January 7, 2015   |   Design Dilemmas, News

If you have visited any newly built homes recently, you probably noticed two things missing… a formal living room and dinning room. Today, homes are all about flow and functionality making it no surprise that open concept floor plans are all the rage.

Open Concept Floor Plan

Open floor plans rank high on the list of must-have amenities for many people remodeling or looking for homes. Homes featuring open floor plans combine the kitchen and living room into one large space. Larger spaces, such as in the photo shown above, allow family members and guests to interact during an entire visit without having to vanish to prepare dinner. People can be lounging in the living room while others are in the kitchen and yet everyone is still together!

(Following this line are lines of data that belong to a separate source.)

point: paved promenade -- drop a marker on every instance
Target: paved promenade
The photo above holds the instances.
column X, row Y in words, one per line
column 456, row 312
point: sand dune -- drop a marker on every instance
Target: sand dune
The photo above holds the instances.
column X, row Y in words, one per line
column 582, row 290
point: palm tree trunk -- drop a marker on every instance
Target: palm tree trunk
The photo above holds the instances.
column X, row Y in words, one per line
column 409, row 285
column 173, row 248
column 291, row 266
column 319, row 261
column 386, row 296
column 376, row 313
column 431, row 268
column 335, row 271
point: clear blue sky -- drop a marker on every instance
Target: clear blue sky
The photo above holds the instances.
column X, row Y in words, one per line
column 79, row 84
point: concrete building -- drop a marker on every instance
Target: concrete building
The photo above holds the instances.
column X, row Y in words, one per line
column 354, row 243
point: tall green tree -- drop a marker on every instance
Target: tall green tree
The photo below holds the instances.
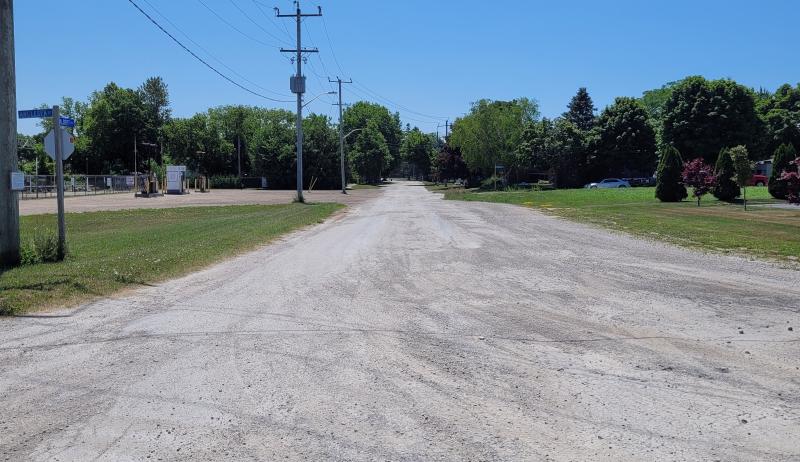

Today’s new homes are more practical than houses built 25 years ago because they reflect the way people live and an open concept is a much sought after bonus. However, very few houses being toured in the Greater Grand Rapids area have them. Most of these homes are older with small broken up rooms, not ideal for entertaining. Just imagine inviting all your friends and family over for a party in a non-open floor layout. It would be crowded… and chances are  you’d probably end up bursting through the walls and create an open concept kitchen and living room by accident! Around here it is understood that a little elbow grease is in order to make the dream of an open concept floor plan a reality. Knocking down a wall or two during a remodel isn’t uncommon and totally worth it if you’re looking for extra space.

The result of taking down a wall between the kitchen and living areas is a home that inspires a more modern relationship between the kitchen (traditionally considered a working zone), and formal living spaces. With open floor plans the kitchen becomes the heart of the home often times featuring an island that provides extra counter space with casual seating. Islands such as these help bridge the gap between “work space” and “living space” by providing a space for kids to do homework, enjoy light meals, or for guests to chat with the cook. With this concept sometimes a formal dining room is eliminated entirely, and replaced with a large table serving as the family eating area. Auxiliary rooms designed for organization and convenience, such as a butler’s pantry, mudroom, or home office, are usually sited adjacent to the main living area.


Although an open plan is especially associated with very modern designs it’s not entirely new. Frank Lloyd Wright (1867-1959), who coined the term organic architecture, first implemented the concept of an open floor plan. The idea of organic architecture refers to how a homes design is carefully thought out and becomes a unified interrelated composition. Like with many designs it is cool to see them evolve and come full circle. Today, all kinds of homes are being built with free-flowing layouts and are beginning to expand outside of just the kitchen and living room. Vaulted ceilings and generous outdoor living areas are being added to the mix creating a more open feeling in today’s house plans.